Os ARGs ficaram mundialmente conhecidos em campanhas como Why So Serious do lançamento do filme Batman: The Dark Knight e I Love Bees para promoção do jogo Halo 2. Em paragens brasileiras temos alguns casos emblemáticos como o Vivo em Ação da operadora Vivo e Teoria das Cordas da MTV. Estes casos nos fazem pensar em como a linguagem dos games, as interfaces lúdicas e as retóricas do entretenimento começam a perpassar nosso cotidiano de uma maneira diferenciada.

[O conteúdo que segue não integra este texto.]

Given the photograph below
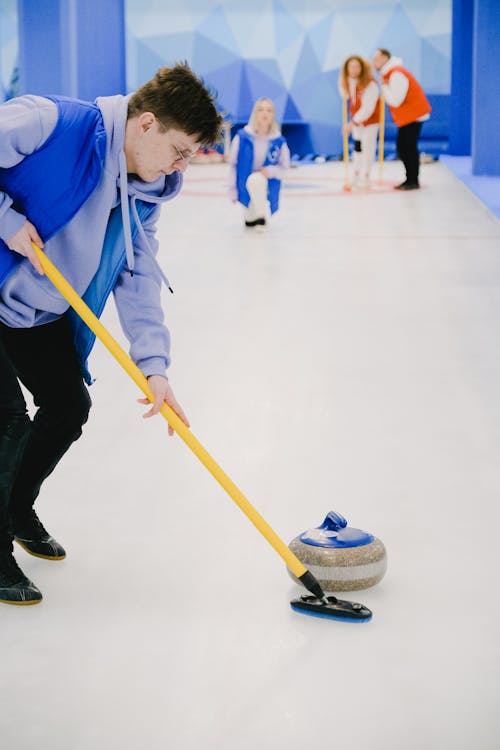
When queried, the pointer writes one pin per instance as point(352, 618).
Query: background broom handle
point(180, 428)
point(381, 139)
point(345, 139)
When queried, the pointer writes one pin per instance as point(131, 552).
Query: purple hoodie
point(26, 299)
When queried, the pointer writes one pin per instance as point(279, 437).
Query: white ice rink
point(348, 359)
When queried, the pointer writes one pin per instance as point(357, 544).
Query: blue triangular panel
point(319, 36)
point(435, 75)
point(261, 84)
point(269, 67)
point(291, 113)
point(245, 100)
point(287, 28)
point(208, 55)
point(398, 33)
point(171, 48)
point(216, 28)
point(307, 66)
point(225, 80)
point(147, 63)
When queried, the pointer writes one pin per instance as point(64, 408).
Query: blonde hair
point(275, 128)
point(365, 76)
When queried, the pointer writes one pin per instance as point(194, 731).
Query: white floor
point(349, 360)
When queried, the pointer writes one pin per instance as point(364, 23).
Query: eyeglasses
point(182, 156)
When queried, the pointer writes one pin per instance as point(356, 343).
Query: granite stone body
point(341, 567)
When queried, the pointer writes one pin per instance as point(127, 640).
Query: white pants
point(362, 161)
point(258, 207)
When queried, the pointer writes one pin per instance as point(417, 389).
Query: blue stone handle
point(334, 522)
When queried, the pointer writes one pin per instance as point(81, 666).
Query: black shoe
point(15, 588)
point(256, 223)
point(36, 540)
point(408, 186)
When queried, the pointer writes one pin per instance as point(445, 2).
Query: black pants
point(44, 359)
point(407, 147)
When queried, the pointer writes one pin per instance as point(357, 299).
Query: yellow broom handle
point(381, 138)
point(345, 138)
point(178, 425)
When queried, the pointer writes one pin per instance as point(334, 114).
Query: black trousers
point(407, 148)
point(44, 360)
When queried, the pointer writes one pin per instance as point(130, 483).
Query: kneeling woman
point(258, 157)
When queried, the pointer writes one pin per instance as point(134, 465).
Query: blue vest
point(244, 168)
point(51, 185)
point(113, 259)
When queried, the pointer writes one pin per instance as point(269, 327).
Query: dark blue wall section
point(72, 47)
point(485, 99)
point(461, 77)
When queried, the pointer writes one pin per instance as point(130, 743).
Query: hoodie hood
point(114, 111)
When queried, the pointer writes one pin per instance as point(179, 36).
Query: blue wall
point(291, 51)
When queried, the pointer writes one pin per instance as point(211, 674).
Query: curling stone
point(340, 557)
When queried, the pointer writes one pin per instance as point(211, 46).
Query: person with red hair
point(357, 83)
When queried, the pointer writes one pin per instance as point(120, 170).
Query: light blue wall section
point(8, 49)
point(485, 88)
point(288, 50)
point(71, 47)
point(461, 77)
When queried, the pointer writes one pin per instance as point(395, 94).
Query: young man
point(86, 182)
point(409, 109)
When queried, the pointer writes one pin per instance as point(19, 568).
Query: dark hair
point(181, 100)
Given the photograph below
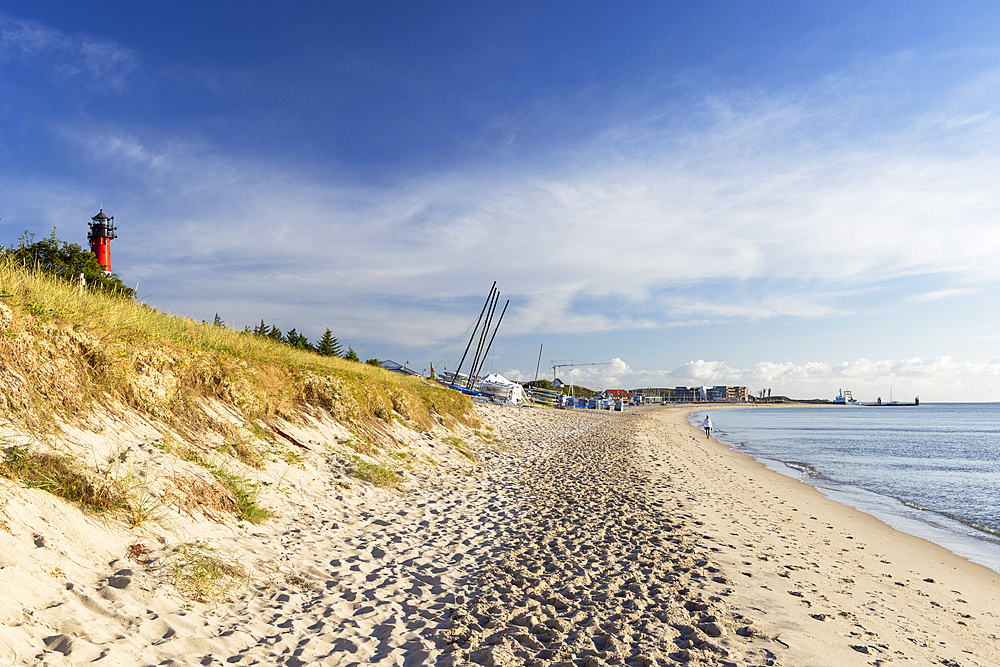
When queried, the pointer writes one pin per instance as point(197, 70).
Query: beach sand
point(580, 538)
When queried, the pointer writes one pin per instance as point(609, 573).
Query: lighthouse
point(102, 230)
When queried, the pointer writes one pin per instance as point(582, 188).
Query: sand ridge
point(582, 538)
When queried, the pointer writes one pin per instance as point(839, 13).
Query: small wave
point(915, 506)
point(803, 468)
point(972, 524)
point(954, 517)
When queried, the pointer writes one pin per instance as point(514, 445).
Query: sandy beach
point(579, 538)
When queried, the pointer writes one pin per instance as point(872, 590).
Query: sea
point(931, 470)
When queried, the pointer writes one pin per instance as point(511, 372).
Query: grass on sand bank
point(62, 350)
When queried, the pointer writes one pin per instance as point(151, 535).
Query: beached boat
point(844, 398)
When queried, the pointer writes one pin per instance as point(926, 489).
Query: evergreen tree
point(66, 260)
point(328, 345)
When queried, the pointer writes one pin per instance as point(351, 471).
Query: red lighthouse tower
point(102, 230)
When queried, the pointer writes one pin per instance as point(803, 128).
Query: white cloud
point(937, 379)
point(68, 56)
point(651, 223)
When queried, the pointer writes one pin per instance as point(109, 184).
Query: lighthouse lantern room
point(102, 230)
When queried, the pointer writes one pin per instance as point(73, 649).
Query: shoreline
point(979, 546)
point(834, 581)
point(574, 539)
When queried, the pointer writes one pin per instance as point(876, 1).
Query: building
point(703, 394)
point(728, 394)
point(395, 367)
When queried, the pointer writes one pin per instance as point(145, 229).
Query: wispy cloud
point(66, 56)
point(936, 379)
point(799, 200)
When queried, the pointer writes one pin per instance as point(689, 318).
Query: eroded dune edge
point(578, 538)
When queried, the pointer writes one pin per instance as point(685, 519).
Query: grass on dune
point(63, 349)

Os autores Markus Montola, Jaakko Stenros e Annika Waern (2009) consideram este tipo de produto de entretenimento como “jogos pervasivos”. O adjetivo “pervasivo” possui sua raiz na palavra inglesa pervasive e é utilizado para denotar algo que se espalha, que se infiltra, que é difuso, que penetra. A ideia de pervasidade dos jogos em questão advém do fato que eles podem ser acessados através de múltiplas plataformas e ainda podem levar um usuário para viver uma experiência em lugar físico fora de casa.

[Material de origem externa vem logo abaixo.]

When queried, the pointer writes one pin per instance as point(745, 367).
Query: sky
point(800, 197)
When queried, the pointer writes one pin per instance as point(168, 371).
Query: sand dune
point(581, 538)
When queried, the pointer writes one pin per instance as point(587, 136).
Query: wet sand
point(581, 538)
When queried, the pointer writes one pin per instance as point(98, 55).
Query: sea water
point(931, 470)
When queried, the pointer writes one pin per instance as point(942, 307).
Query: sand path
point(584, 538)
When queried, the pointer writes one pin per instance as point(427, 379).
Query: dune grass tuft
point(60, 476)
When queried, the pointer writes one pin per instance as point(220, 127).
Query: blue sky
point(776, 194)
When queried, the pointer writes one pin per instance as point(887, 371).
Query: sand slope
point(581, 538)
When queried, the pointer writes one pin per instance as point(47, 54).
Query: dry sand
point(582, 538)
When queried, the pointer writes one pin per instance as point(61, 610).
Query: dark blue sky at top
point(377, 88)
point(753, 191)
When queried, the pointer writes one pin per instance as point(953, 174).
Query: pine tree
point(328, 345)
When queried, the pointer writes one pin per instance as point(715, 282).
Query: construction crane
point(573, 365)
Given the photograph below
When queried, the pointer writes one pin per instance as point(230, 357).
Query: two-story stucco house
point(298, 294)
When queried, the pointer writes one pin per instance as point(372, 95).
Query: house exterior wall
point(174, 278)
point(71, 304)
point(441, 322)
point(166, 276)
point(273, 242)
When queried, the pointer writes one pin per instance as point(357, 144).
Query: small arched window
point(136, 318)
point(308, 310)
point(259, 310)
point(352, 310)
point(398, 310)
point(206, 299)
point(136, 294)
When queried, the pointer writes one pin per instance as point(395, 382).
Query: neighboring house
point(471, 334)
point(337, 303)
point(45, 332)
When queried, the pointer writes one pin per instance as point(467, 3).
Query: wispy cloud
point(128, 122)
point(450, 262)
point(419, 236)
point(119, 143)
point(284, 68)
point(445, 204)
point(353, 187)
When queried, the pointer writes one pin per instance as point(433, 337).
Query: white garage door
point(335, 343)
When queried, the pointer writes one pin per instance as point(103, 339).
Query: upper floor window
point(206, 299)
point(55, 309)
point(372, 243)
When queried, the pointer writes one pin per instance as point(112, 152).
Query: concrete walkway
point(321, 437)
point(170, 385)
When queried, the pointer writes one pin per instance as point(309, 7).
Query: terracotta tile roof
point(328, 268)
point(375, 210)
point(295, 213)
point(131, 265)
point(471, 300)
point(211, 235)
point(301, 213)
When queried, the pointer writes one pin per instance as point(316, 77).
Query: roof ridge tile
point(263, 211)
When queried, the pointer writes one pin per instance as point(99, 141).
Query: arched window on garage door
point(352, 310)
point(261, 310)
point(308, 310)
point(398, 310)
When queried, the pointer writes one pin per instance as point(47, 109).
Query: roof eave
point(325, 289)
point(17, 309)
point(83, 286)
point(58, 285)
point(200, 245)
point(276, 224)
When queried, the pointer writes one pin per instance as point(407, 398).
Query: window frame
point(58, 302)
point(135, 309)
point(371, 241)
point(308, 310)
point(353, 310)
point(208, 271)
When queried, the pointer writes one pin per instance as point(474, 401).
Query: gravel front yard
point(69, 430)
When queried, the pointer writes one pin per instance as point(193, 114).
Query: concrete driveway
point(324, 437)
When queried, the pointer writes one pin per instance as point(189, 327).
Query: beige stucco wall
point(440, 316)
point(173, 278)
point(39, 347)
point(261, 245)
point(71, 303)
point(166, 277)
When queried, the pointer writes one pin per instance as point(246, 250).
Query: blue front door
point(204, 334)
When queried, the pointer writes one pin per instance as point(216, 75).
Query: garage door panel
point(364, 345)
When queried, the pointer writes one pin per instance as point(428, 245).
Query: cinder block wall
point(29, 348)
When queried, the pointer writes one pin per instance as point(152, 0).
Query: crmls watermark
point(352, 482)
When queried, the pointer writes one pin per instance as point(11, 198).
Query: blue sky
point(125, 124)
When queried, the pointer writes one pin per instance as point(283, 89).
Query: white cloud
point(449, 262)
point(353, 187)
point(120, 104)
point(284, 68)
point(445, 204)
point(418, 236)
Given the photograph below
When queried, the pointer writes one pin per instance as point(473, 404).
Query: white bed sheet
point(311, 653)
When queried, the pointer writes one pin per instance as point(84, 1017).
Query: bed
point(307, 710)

Visando entender melhor este termo recorremos às palavras de Médola e Redondo (2009, p. 146) que dizem que pervasidade é um neologismo do termo inglês pervasive computing e refere-se à disseminação de chips e da informática nos mais diversos ambientes e aparelhos. (…) Assim, a pervasividade alude à disseminação e expansão, e carrega a ideia de everywhere display (espalhado por todo o lugar). Dessa forma, a pervasividade na relação conteudística diz respeito às produções que migram de suportes ou que criam subprodutos, ou até mesmo complexificam-se em outras mídias, já que estas não se encontram ainda totalmente convergidas.
Nesse panorama, jogos pervasivos se tornam um instrumento cultural bastante curioso e existem em função de uma intersecção de cenário urbano, tecnologia mobile, comunicação em rede, narrativa ficcional e artes performáticas, sendo que a combinação destes diferentes contextos fornecem aos jogadores novas experiências lúdicas; a família dos jogos pervasivos é ampla e pode ser encontrada em um jogo simples de smartphone até experimentos mais complexos que reúnem jogadores do mundo todo, como é o caso do jogo Ingress ou do ARG Why So Serious (MONTOLA; STENROS; WAERN, 2009, p.7).

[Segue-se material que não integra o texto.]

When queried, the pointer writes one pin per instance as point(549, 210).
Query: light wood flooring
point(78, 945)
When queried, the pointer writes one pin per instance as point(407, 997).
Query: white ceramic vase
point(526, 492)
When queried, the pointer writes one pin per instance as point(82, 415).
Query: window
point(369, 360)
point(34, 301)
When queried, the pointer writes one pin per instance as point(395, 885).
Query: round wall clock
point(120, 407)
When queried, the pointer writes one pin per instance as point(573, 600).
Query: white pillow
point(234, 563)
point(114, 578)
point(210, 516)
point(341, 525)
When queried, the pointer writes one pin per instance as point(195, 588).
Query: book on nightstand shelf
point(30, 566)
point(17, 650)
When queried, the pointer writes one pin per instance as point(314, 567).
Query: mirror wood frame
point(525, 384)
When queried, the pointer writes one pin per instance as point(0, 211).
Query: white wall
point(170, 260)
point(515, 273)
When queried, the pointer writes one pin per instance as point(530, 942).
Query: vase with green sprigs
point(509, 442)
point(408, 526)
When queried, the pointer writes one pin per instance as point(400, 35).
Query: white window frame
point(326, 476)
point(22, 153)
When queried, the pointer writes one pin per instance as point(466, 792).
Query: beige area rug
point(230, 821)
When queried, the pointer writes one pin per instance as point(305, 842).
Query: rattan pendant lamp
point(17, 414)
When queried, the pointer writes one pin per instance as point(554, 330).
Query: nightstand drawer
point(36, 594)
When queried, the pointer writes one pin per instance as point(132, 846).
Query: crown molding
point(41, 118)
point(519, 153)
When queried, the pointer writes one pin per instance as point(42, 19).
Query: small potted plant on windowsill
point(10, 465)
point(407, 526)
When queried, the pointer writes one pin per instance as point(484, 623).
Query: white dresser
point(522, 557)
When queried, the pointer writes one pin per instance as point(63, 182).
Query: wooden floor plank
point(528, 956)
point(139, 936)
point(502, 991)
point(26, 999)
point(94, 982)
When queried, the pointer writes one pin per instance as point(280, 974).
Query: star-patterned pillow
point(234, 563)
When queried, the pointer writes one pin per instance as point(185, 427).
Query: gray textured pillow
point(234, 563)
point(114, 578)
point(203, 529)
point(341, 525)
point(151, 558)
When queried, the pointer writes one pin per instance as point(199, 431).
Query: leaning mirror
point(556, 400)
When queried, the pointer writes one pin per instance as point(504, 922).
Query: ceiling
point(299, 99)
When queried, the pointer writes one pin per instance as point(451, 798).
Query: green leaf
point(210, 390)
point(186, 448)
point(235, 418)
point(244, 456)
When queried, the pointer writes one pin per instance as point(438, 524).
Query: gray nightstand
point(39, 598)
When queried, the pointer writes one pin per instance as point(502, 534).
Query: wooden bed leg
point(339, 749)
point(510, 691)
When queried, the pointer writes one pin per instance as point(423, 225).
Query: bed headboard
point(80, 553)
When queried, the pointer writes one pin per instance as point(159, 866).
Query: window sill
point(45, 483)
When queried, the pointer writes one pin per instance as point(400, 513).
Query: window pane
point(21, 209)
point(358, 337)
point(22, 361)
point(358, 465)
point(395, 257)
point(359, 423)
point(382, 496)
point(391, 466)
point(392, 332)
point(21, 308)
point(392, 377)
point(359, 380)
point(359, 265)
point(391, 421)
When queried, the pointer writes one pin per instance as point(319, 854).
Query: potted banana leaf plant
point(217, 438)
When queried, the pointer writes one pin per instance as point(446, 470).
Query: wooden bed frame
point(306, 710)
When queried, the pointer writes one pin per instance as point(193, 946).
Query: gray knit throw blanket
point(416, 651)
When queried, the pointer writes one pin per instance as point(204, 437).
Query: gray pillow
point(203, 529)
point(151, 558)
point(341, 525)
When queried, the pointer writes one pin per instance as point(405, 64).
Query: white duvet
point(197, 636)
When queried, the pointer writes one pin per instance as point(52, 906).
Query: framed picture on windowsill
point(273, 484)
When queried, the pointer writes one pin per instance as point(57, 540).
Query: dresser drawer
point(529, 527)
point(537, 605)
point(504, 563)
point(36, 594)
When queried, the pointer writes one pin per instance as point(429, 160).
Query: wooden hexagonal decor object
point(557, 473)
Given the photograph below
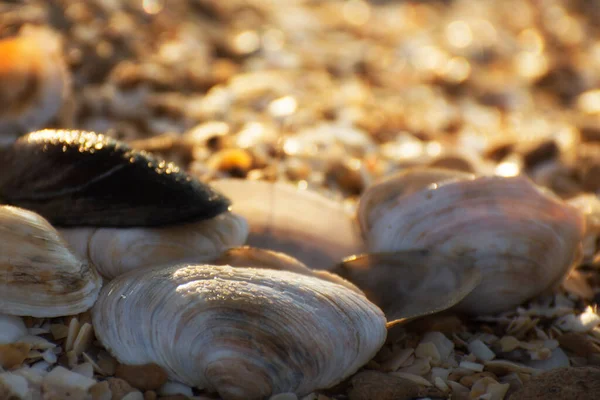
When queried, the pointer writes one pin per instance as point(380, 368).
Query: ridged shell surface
point(115, 251)
point(75, 178)
point(247, 333)
point(39, 275)
point(312, 228)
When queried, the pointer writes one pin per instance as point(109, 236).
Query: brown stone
point(562, 383)
point(12, 355)
point(143, 377)
point(577, 343)
point(369, 385)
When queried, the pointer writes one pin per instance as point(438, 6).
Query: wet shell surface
point(523, 239)
point(412, 283)
point(115, 251)
point(76, 178)
point(39, 275)
point(246, 333)
point(33, 80)
point(315, 230)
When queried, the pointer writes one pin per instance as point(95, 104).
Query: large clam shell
point(315, 230)
point(34, 80)
point(39, 275)
point(75, 178)
point(246, 333)
point(523, 239)
point(115, 251)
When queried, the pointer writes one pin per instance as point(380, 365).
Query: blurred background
point(333, 94)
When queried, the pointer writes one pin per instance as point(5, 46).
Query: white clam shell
point(247, 333)
point(523, 239)
point(315, 230)
point(115, 251)
point(39, 275)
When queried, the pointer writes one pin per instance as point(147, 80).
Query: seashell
point(252, 257)
point(39, 274)
point(12, 328)
point(115, 251)
point(34, 80)
point(247, 333)
point(315, 230)
point(523, 239)
point(589, 205)
point(75, 178)
point(411, 283)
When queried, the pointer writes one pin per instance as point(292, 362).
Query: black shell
point(76, 178)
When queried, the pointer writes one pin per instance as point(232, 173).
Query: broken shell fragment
point(34, 80)
point(11, 328)
point(246, 333)
point(75, 178)
point(115, 251)
point(412, 283)
point(315, 230)
point(523, 239)
point(39, 274)
point(253, 257)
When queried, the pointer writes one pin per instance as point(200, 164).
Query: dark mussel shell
point(76, 178)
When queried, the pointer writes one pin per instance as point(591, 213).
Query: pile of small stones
point(330, 96)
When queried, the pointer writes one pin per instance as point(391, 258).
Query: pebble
point(561, 384)
point(143, 377)
point(119, 388)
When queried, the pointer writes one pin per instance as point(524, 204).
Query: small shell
point(115, 251)
point(39, 275)
point(523, 239)
point(247, 333)
point(75, 178)
point(317, 231)
point(34, 80)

Os autores do parágrafo anterior (op.cit, 2009, p.32) utilizam como exemplo algumas ações promocionais publicitárias de caça ao tesouro como exemplo do entretenimento pervasivo. A ação publicitária MINI Getaway, realizada em Estocolmo, é um bom exemplo desta categoria. Os cadastrados deviam baixar um app em seus smartphones e correr pela cidade buscando capturar um carro virtual da marca Mini. A mecânica funcionava como uma brincadeira de pega-pega e o usuário que conseguisse manter o carro virtual em seu poder por um tempo determinado poderia ganhar um carro de verdade. O desafio da brincadeira era correr de verdade pelas ruas da capital sueca fugindo de outros players.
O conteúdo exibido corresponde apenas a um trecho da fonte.